La presidenta de México, Claudia Sheinbaum, defendió la importancia del Tratado entre México, Estados Unidos y Canadá (T-MEC) como un instrumento clave para la integración económica regional y la competitividad frente a economías como la de China. Durante una declaración pública, subrayó que la cooperación comercial entre los países de América del Norte fortalece su posición global.

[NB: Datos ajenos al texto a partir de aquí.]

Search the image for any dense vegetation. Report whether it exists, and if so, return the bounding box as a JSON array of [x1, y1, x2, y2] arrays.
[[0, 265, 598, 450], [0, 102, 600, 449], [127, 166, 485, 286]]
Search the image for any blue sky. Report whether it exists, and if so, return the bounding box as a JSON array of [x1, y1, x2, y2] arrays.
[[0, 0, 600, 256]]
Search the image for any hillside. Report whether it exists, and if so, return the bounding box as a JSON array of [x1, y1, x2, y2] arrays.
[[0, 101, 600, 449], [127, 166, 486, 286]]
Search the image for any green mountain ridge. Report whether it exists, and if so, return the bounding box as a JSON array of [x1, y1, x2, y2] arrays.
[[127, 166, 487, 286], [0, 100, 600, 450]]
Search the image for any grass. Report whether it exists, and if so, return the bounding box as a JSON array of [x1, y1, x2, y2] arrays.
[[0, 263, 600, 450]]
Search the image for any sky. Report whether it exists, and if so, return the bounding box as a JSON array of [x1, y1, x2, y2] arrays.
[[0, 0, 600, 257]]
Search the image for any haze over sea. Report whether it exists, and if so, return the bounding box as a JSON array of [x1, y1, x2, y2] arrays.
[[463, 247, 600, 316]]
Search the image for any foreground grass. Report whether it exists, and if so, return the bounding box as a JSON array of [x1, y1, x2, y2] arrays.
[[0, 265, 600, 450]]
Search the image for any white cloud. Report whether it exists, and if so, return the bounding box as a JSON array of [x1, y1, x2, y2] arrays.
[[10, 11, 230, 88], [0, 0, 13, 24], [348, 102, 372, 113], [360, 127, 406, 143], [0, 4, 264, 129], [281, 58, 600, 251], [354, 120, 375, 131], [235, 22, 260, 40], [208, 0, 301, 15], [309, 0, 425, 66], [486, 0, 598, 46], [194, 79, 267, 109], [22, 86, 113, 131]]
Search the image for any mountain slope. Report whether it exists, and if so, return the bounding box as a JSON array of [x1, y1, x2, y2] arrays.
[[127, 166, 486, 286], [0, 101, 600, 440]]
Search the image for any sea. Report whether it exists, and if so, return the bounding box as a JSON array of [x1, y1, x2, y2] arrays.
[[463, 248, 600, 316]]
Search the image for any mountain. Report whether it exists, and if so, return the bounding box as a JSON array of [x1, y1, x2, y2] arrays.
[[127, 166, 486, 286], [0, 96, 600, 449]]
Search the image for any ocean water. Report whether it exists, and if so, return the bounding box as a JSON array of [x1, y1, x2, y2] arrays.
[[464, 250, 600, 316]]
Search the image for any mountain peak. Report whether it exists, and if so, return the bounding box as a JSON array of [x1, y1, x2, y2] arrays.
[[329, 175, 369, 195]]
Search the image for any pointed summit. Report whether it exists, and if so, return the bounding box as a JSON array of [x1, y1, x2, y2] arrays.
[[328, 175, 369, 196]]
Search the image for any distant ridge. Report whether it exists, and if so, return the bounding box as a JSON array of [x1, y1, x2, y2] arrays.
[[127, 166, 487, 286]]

La mandataria explicó que las cadenas productivas entre México y Estados Unidos están profundamente interconectadas, lo que convierte al tratado en una herramienta esencial para el desarrollo económico conjunto. En este contexto, sostuvo que competir de manera coordinada resulta más eficaz que hacerlo de forma aislada.
Sheinbaum señaló que la relación económica bilateral ha generado beneficios tangibles para industrias estratégicas, especialmente en sectores como el automotriz, manufacturero y tecnológico, donde la colaboración transfronteriza es constante.
Integración económica y beneficios compartidos
La presidenta destacó que diversos sectores empresariales, incluidos actores económicos estadounidenses, han manifestado respaldo al acuerdo comercial debido a las ventajas que ofrece en términos de inversión, producción y empleo. Afirmó que esta integración ha permitido mayor estabilidad económica en la región.
Explicó que la interdependencia económica quedó evidenciada en situaciones recientes donde interrupciones logísticas afectaron de manera inmediata a industrias de ambos lados de la frontera, lo que demuestra la dificultad de separar las economías sin consecuencias significativas.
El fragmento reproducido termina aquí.